Paper No. 7
Presentation Time: 1:30 PM-4:15 PM
GEOMORPHOSE – A TARGETED ROSE DIAGRAM PROGRAM FOR LANDSCAPE ANALYSIS
In an introductory geomorphology class, investigating the relationship between a landscape’s texture, structure and affecting geomorphic processes is facilitated using rose diagrams. Preferred orientations of valleys, slopes, hills and other morphometric characteristics can be directly measured from lidar images and topographic maps and visually displayed in a series of rose diagrams that can be compared with structural measurements, glacial flow indicators and other data measured in the field, thereby allowing students to hypothesize and draw conclusions based on field data. However, plotting rose diagrams by hand is time consuming and available freeware is limiting. Software-based plotting with existing freeware proved difficult for most students, and few programs are multiplatform making instruction complicated.

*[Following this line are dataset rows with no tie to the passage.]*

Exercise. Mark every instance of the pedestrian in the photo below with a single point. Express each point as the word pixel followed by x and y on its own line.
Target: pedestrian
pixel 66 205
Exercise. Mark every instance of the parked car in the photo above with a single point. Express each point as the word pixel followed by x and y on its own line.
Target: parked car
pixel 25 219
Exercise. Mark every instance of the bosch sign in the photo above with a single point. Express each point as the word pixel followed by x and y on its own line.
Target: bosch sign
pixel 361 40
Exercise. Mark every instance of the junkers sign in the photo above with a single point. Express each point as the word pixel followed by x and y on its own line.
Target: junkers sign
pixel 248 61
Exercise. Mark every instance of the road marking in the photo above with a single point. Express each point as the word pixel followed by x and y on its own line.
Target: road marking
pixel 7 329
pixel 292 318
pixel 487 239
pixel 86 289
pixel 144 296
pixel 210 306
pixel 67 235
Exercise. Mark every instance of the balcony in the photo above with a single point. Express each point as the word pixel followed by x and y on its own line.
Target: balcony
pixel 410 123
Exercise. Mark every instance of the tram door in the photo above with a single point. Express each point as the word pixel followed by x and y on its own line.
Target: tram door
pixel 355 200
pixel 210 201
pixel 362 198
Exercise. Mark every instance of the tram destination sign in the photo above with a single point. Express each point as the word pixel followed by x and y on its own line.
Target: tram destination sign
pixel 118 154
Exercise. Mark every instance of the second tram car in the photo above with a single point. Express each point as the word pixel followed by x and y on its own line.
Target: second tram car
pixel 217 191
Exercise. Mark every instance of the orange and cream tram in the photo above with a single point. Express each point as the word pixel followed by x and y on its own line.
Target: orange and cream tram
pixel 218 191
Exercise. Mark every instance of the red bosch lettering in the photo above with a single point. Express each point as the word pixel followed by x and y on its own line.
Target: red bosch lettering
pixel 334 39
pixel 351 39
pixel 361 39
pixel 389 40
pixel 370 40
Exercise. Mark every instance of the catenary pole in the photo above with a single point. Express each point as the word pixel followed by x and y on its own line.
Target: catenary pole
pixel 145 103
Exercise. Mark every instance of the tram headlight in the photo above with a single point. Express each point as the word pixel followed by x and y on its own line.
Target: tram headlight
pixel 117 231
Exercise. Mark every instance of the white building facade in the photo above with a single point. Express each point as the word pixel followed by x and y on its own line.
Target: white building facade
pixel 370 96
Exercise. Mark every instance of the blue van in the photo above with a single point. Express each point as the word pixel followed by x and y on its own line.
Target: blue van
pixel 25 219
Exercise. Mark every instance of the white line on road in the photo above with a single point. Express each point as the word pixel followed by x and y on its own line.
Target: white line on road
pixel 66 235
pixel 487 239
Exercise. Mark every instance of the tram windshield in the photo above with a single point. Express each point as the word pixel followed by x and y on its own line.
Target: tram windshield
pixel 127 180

The ideal program should be multiplatform, have a shallow learning curve and easily understood data input methods, produce customizable images, and be able to display multiple sets of data in one graph. To that end, Richard Le Mon, under the direction of Lindley Hanson and
wrote Geomorphose, a program that meets these requirements. The Java programming language was chosen for its multiplatform (including web-based) strengths. Data can be loaded in a few different formats or entered directly, and with updated data changes in graph appearance is reflected immediately. Graphs can be saved in multiple formats and sizes for inclusion in papers or posters, and with transparent backgrounds suitable for overlaying on maps and imagery. Finally, two or more plots can be overlain such that relationships (or the lack thereof) can be directly evaluated.
Students using Geomorphose reported that they found the program intuitive and easy to use. They spent less time generating plots and more time collecting and analyzing data. New data were easily incorporated into existing data, and updated plots instantly visualized. Inconclusive, incomplete, or contradictory data were identifiable, giving students motivation to gather more data.